Residing in a 1- to 2-mm band of the connective tissue primarily in the superior and inferior regions of the corneoscleral limbus, the palisades have a structure as unique as fingerprints.^2,8 The size, shape, and configuration of the palisades change over time and in response to acquired or congenital conditions, aging, surgery, and medication.^{1,3,4,7,9–19} Destruction of the palisades and the associated destruction of the stem cells they contain results in conjunctivalization of the cornea, vascular invasion, and concomitant blindness. When the palisades and their resident stem cells are replaced before stromal scarring, normal corneal epithelium can be reestablished and vision restored. Once scarring occurs, a corneal transplant is also required.^3,20

Visualization of portions of the palisades is sometimes possible using a slit lamp and can be enhanced by fluorescein imaging.² However, in up to 20% of patients, the palisades cannot be identified clinically using current methods,^1,9,21 and none of these techniques give an overall view of the dimension and structure of the whole palisades region. Recently, in vivo confocal microscopy has been used to visualize the palisades and has been proposed as a technique to monitor the status of keratolimbal allografts after transplantation, but the technique is limited by high magnification that restricts the area of the scan.^7–9,21 In addition, in vivo confocal microscopy requires direct contact with the eye and anesthesia, either of which may inadvertently cause more damage to an eye that has already undergone insult. OCT offers an alternative imaging modality that eliminates all these limitations. Here we establish that OCT is capable of high-resolution, noncontact imaging of the palisades of Vogt.

Methods

Twenty human donor corneal rims were recovered in organ culture chambers containing storage medium (Optisol GS; Baush & Lomb, Rochester, NY), as provided by the tissue bank after corneal transplant surgery. Tissue was from donors 24 to 70 years of age and was fixed 2 to 7 days postmortem. Epithelium had been removed around the corneal button during the surgery but was present in the limbal region and conjunctiva.

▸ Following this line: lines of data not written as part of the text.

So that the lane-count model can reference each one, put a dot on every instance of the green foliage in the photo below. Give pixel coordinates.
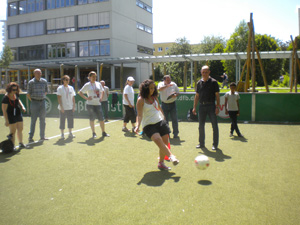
(237, 43)
(6, 57)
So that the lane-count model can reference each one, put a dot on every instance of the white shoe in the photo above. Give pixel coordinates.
(174, 160)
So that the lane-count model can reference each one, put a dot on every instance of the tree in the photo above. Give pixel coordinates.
(272, 67)
(176, 70)
(216, 66)
(6, 57)
(236, 43)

OCT imaging of human corneal rims was performed with a prototype system that has been previously described.²² Rims were imaged with a hsUHR-OCT scanner using a raster pattern. Scans sampled a 2 × 2 × 2-mm region of tissue with 512 × 180 × 1024 measurements. The scanner was custom built with a 100-nm bandwidth light source centered at 870 nm and yielding a coherence length of 2 μm in tissue. Images were reconstructed and processed using SOCT browser software developed by Hiroshi Ishikawa (University of Pittsburgh), MetaMorph (Molecular Devices) and FIJI (ImageJ software [developed by Wayne Rasband, National Institutes of Health, Bethesda, MD; available at http://rsb.info.nih.gov/ij/index.html]) software.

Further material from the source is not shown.